David Whitehead was an occasional contributor and commentator on this blog. It was with much sadness that I heard about his recent passing at the age of 75. Although I never met him, we regularly exchanged emails and his wealth of knowledge on all things climate and energy was breathtaking. He was a qualified geologist and paleontologist and had a career in mining. The Whitehead torpedo was invented by a relative, Robert Whitehead.
His enthusiasm and knowledge will be deeply missed.

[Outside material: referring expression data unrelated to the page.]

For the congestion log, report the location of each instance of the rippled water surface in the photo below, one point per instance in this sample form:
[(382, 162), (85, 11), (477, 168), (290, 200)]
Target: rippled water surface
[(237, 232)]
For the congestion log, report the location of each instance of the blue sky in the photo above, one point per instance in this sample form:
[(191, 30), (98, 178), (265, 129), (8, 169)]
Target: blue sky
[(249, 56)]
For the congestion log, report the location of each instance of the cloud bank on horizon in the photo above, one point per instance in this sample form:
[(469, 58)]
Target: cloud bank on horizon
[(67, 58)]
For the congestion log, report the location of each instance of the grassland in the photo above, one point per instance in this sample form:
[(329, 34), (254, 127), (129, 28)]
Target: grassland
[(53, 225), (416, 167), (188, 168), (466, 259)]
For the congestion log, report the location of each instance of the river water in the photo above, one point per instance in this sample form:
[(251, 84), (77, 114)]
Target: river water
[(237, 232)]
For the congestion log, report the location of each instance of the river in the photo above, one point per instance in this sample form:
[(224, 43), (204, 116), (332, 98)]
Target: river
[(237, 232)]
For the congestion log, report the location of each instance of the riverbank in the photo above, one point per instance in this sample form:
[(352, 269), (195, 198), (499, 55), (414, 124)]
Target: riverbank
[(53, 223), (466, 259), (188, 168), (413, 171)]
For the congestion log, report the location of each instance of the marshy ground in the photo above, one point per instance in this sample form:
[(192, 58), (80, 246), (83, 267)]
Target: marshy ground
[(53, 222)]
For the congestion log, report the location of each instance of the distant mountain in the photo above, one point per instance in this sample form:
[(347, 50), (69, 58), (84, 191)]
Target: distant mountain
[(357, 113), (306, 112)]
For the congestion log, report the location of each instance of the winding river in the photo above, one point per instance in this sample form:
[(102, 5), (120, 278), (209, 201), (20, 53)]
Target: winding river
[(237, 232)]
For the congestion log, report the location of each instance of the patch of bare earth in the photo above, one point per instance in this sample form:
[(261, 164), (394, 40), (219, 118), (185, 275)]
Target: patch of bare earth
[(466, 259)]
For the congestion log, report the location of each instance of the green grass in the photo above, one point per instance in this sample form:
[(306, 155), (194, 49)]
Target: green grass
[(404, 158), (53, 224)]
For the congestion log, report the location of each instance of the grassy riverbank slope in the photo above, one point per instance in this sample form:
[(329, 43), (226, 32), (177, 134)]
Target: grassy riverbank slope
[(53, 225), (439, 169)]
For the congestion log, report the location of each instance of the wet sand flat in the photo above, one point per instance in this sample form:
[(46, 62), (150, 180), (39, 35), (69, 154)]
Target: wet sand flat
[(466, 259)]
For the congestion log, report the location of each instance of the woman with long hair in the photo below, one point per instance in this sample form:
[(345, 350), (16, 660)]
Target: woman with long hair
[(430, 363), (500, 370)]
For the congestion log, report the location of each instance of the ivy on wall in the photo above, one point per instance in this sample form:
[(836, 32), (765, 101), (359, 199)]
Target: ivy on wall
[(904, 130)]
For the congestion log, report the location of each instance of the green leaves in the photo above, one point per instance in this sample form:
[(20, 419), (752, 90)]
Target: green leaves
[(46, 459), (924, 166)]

A Selection of Writings by David
Ice core proxy data from Greenland ( GISP2 and NORTHGRIP ) show that, in high northern latitudes (around 75ºN,) for the last eleven thousand years, each and every successive millennium has been cooler than its predecessor. In the minor climate cycles of the last four millennia both the low and high temperatures of successive cycles have tended to a lower temperature than the previous cycle. Based on geological history, the predictable evolution of the earth’s orbit, the precession of the equinox and obliquity of the ecliptic and even ignoring the possible effects of variation in solar radiation and the its effects on the magnetosphere, the geological prognosis is for the present long term cooling trend to continue. This will lead eventually to a return to glacial conditions in what are now cool temperate climate zones in both hemispheres. The geographic extent of warm temperate and tropical climate zones will shrink, the atmosphere will become much dryer and much more dusty than it is now and CO2 concentrations will gradually fall to lower levels.
The severity, timing and rate of the slow, long term climate change currently under way cannot yet be forecast with any confidence. Nevertheless, Eemian random temperature variation demonstrates that even while the average temperature of succeeding millennia is falling, one to four century scale warming cycles of as much as 3ºC, like the one we are presently enjoying, still occur. In the Eemian record there were several millennia with warming cycles of this magnitude a few centuries long even when the average temperature was falling relentlessly in succeeding millennia.
A few centuries of warming do not constitute a climate change trend of any significance when viewed in the light of the Pleistocene, or even the much shorter Holocene climate record. While we should enjoy and benefit from the current warming cycle we are deluding ourselves if we think that in the long term climate change can be controlled by attempts to regulate atmospheric CO2 concentrations. Holding vast conferences such as COP 21 every few years may be politically and financially rewarding for their participants but their outcome will effect the climate not at all. They are, however, likely to negatively effect the health and economic well being of the rest of the planet’s population.
Published on Irish Energy Blog, 2015.
Sir, – The Irish Times recently (April 17th) published a factual article about geologically recent climate changes and their impacts on the west coast of Ireland as discussed by Michael Williams, professor of geology at NUIG, with Lorna Siggins.
This drew shrill, not to say hysterical responses, from Messrs Price and O’Raifeartaigh (Letters, April 21st), neither of whom appear to be aware that during 11 separate periods in the last million years, since the Mid-Pleistocene (climate) revolution Ireland was buried beneath kilometers of ice, that sea levels were 150 metres lower than now and that these frigid conditions prevailed for nearly 90 per cent of that million years. Only during brief intervals did the ice melt and the sea rise to near its present levels.
If Mr O’Raifeartaigh were to consult the peer-reviewed literature he would find that the turnaround from warming to cooling in every case occurred when carbon dioxide levels, as recorded in the Vostok ice core, were at their peak value. We are utterly blessed to live in one of these short warm periods which only started 9,000 years ago.
Perhaps Price and O’Raifeartaigh are also ignorant of the fact that from 8,000 to 4,000 years ago our climate was 2-3 degrees warmer than now and that a cooling temperature trend has been in place since then.
In the past we have adapted to both warming and cooling and that is still the best, and probably the only strategy that has any chance of success. Trying to control atmospheric carbon dioxide is a strategy that will only succeed in impoverishing us all.
By the bye, the IPCC and the UK Met Office have both stated unequivocally that the recent extreme weather events can not be attributed to “climate change”.
I do agree with Mr Price on one point, and that is the suggestion that The Irish Times engages someone well versed in climatology and paleoclimatology so that your readers might benefit from more fact and less hysteria about the earth’s history of climate change.
Published in Irish Times, April 2014
Indeed a wealth of knowledge on all things climate and energy, in the very best and most altruistic sense. R.I.P.
ReplyDeleteIn any normal society, his likes would be listened to but not in the modern world. The entire engineering and scientific world can be ignored to propagate the day dreams of children in adult's bodies. RIP.